Sherlock had missed some of those days because of Moriarty. More than days. Years. He wasn't there to see them shaping John. There is no blame, not for himself or even for Moriarty (as they had all acted according to their natures and who can blame someone for that?), just regret.

After John has showered and dressed, he looks in at Sherlock again.

"Oh, I forgot to tell you last night with... everything going on. The girl at the coffee shop said she'd put us in touch with her grandfather, who apparently knows about Brazington House. Think it's too early to ring?"

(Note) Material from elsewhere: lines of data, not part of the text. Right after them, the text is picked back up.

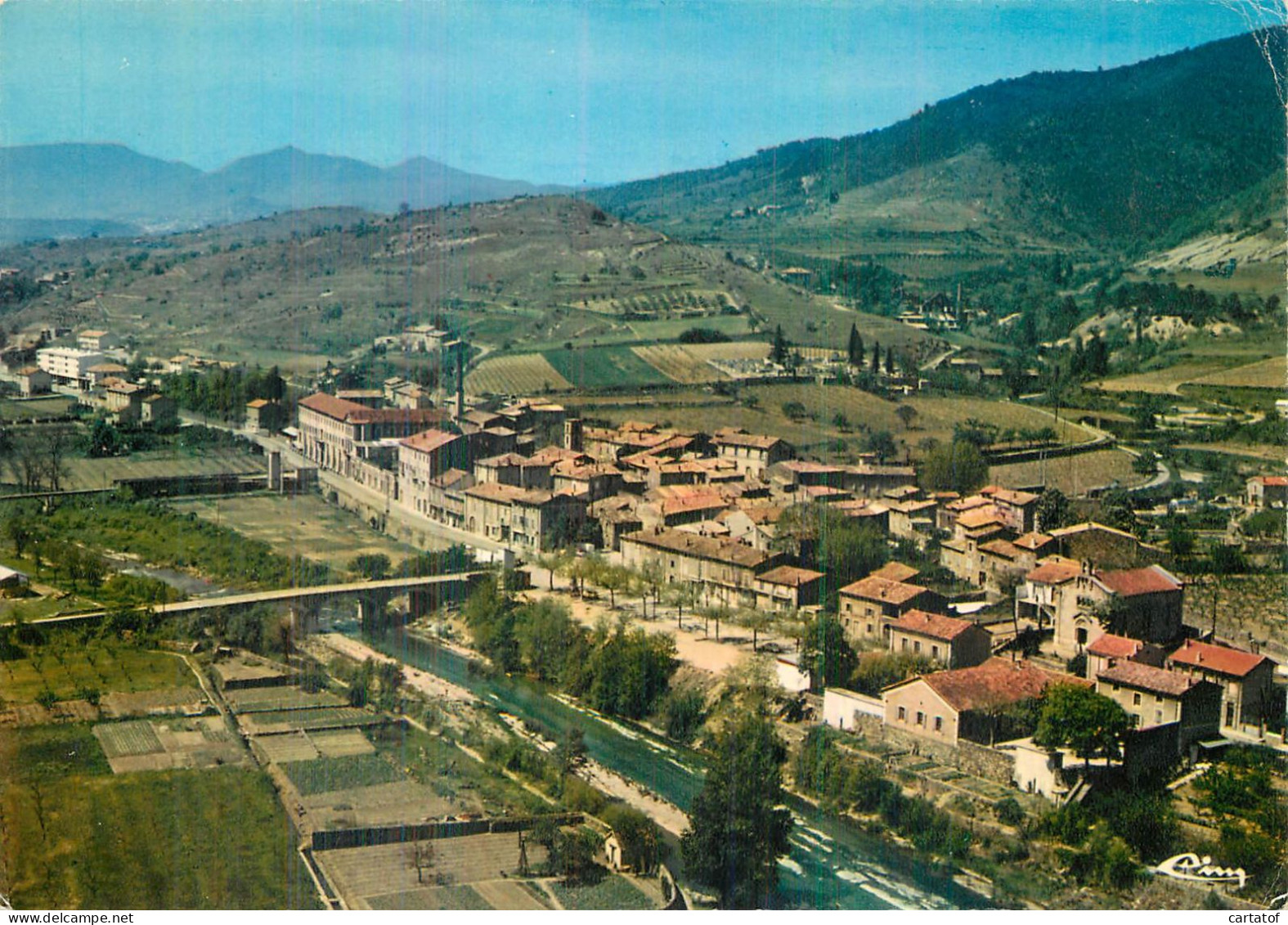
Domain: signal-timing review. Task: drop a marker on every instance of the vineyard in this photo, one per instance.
(604, 366)
(679, 363)
(526, 374)
(663, 303)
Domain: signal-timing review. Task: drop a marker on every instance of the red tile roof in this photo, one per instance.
(884, 590)
(429, 441)
(1054, 570)
(895, 571)
(788, 575)
(1148, 678)
(996, 683)
(934, 625)
(741, 438)
(1115, 647)
(1218, 658)
(1133, 581)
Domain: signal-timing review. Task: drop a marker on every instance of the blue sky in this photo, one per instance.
(550, 92)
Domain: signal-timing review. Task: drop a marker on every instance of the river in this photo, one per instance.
(831, 864)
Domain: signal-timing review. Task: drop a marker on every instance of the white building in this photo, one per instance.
(69, 365)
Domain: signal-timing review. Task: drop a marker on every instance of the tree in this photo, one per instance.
(855, 347)
(826, 653)
(755, 620)
(420, 855)
(1145, 464)
(1079, 718)
(545, 631)
(882, 443)
(1051, 510)
(683, 594)
(738, 826)
(956, 467)
(779, 348)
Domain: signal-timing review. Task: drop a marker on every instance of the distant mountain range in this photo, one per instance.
(58, 190)
(1115, 160)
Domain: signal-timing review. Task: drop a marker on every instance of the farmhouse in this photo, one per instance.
(947, 707)
(954, 643)
(723, 570)
(340, 434)
(752, 454)
(871, 604)
(1267, 491)
(1245, 679)
(1154, 696)
(528, 519)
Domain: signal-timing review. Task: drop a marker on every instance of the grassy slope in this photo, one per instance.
(175, 839)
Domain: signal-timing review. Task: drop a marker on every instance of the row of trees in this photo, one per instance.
(223, 393)
(613, 669)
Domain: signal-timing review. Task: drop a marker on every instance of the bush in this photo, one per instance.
(1009, 810)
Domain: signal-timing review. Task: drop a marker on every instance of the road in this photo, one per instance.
(280, 594)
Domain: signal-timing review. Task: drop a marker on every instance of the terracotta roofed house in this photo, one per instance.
(948, 640)
(868, 606)
(947, 707)
(1245, 679)
(1153, 696)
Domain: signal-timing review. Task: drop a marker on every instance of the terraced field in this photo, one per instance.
(604, 366)
(679, 362)
(523, 374)
(1268, 374)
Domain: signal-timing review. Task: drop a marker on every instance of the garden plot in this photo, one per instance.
(430, 898)
(326, 775)
(288, 746)
(320, 718)
(156, 745)
(383, 804)
(263, 700)
(342, 743)
(387, 870)
(188, 701)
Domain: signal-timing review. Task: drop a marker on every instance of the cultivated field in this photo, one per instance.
(156, 745)
(523, 374)
(324, 718)
(324, 775)
(34, 409)
(69, 667)
(100, 473)
(1072, 474)
(383, 804)
(303, 523)
(611, 893)
(251, 700)
(166, 840)
(1166, 382)
(679, 363)
(603, 366)
(1268, 374)
(385, 871)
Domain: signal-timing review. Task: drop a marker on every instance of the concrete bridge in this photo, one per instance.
(372, 597)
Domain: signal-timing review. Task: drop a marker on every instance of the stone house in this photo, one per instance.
(1245, 679)
(948, 640)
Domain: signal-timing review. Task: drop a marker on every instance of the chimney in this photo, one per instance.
(460, 383)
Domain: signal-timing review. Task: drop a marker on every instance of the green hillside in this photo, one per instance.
(1097, 161)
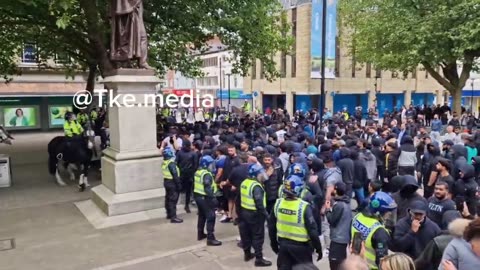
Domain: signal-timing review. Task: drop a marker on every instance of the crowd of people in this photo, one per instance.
(406, 186)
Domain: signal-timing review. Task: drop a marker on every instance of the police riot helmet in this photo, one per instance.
(297, 169)
(206, 161)
(293, 186)
(256, 171)
(168, 153)
(381, 203)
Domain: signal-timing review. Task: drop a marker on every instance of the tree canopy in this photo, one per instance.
(400, 35)
(252, 29)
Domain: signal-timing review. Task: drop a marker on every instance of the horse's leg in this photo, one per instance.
(85, 175)
(81, 183)
(71, 172)
(59, 177)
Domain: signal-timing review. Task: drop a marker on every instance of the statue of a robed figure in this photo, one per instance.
(129, 36)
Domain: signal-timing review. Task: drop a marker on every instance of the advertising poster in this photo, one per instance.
(316, 39)
(57, 114)
(20, 117)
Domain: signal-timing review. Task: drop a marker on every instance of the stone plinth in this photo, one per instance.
(131, 166)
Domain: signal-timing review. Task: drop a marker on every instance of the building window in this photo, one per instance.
(62, 58)
(294, 34)
(29, 54)
(262, 70)
(210, 62)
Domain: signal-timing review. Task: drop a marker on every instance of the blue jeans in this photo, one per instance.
(359, 195)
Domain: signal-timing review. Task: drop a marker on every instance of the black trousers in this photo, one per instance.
(206, 214)
(270, 205)
(187, 184)
(252, 232)
(292, 256)
(171, 198)
(336, 255)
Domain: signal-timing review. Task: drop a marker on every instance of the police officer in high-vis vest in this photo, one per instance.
(71, 127)
(204, 191)
(172, 184)
(292, 228)
(253, 214)
(371, 224)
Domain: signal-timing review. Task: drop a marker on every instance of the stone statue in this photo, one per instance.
(129, 36)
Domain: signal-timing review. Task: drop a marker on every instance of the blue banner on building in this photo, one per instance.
(234, 94)
(316, 39)
(303, 103)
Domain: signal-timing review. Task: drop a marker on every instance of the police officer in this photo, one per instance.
(371, 224)
(171, 182)
(296, 169)
(253, 214)
(71, 126)
(292, 228)
(204, 192)
(85, 118)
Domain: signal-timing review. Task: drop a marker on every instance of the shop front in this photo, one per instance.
(419, 99)
(271, 102)
(237, 98)
(389, 102)
(34, 113)
(350, 102)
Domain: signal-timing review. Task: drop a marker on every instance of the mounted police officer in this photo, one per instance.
(172, 184)
(86, 119)
(73, 131)
(204, 193)
(292, 227)
(371, 224)
(253, 214)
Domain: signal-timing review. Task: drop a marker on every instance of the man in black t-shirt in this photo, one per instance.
(229, 191)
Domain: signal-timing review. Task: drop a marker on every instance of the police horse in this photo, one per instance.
(60, 156)
(5, 136)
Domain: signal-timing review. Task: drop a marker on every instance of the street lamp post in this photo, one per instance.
(229, 91)
(322, 79)
(221, 77)
(471, 97)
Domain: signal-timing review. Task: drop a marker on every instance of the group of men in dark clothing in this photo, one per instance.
(342, 160)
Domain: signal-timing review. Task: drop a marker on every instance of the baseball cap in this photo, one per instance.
(448, 142)
(418, 207)
(445, 163)
(341, 187)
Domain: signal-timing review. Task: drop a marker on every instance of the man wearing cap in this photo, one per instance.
(446, 149)
(443, 173)
(414, 232)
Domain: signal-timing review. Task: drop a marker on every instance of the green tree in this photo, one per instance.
(400, 35)
(252, 29)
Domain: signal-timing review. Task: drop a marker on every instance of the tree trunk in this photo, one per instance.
(457, 100)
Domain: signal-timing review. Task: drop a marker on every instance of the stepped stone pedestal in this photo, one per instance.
(132, 182)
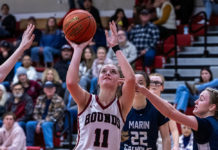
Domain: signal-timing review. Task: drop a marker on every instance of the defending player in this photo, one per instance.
(205, 122)
(143, 122)
(25, 44)
(101, 118)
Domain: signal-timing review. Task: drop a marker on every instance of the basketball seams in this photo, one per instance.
(77, 23)
(79, 30)
(85, 30)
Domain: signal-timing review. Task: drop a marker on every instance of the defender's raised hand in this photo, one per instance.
(28, 37)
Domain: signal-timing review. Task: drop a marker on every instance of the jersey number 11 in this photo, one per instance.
(98, 136)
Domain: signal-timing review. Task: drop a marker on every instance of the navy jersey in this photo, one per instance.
(140, 132)
(206, 138)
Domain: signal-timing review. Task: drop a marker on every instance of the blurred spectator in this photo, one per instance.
(120, 19)
(31, 87)
(3, 99)
(166, 18)
(96, 66)
(21, 104)
(36, 32)
(6, 51)
(30, 70)
(197, 89)
(85, 68)
(183, 13)
(50, 74)
(211, 7)
(145, 37)
(143, 122)
(11, 135)
(49, 107)
(128, 49)
(62, 65)
(7, 22)
(50, 43)
(88, 6)
(185, 97)
(156, 87)
(186, 139)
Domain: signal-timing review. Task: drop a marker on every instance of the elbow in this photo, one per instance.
(171, 112)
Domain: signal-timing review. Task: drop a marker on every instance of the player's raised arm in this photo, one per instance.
(80, 96)
(129, 83)
(25, 44)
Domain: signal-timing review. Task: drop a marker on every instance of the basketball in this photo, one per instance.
(79, 26)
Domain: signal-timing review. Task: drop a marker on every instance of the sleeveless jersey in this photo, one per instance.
(140, 131)
(99, 127)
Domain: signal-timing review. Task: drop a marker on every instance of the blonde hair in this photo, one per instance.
(55, 73)
(159, 75)
(4, 95)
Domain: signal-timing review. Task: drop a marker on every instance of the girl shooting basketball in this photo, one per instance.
(101, 118)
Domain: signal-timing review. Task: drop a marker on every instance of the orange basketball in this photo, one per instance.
(79, 26)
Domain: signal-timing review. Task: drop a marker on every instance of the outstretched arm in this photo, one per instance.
(80, 96)
(25, 44)
(128, 90)
(167, 109)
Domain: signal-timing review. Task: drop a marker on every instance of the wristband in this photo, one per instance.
(116, 48)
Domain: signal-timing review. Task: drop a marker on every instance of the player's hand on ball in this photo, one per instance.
(80, 46)
(112, 40)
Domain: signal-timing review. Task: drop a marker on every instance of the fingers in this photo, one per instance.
(86, 43)
(113, 28)
(32, 37)
(32, 27)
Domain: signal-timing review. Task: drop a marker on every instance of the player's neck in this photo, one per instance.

Sherlock steeples his hands in front of his face in silence. So, John got her number as part of the investigation. John got her number _to help Sherlock_. John hovers, waiting for a reply from Sherlock, then gives up on him and rings her. Sherlock can tell, from John's end of the conversation, that they have permission to visit her but no guarantee that her grandfather will talk to them.

"Sherlock, she says —"

"Well, John, shall we go?" Sherlock asks, popping up.

*

Katie meets them at her door, and she and John do the not-quite-a-hug mutual forearm grasp in greeting. Sherlock brushes past them into a sitting room before she can invite him in. No one is around, although Sherlock can hear a baby fussing in the kitchen.

Sherlock crosses the room in a few gigantic strides to look more closely at a glass-enclosed armoire cluttered with a hodgepodge of things. Behind him, John is introducing him and Katie.

"Granddad's just gone to the loo. He'll just be... a few minutes," she says. She's embarrassed, either because the old man is avoiding them, or because he's moving his bowels, or both. _How dull_.

"It's no problem at all," John says. He comes over to see what Sherlock's looking at in the armoire. "Ah, you must collect penguins?"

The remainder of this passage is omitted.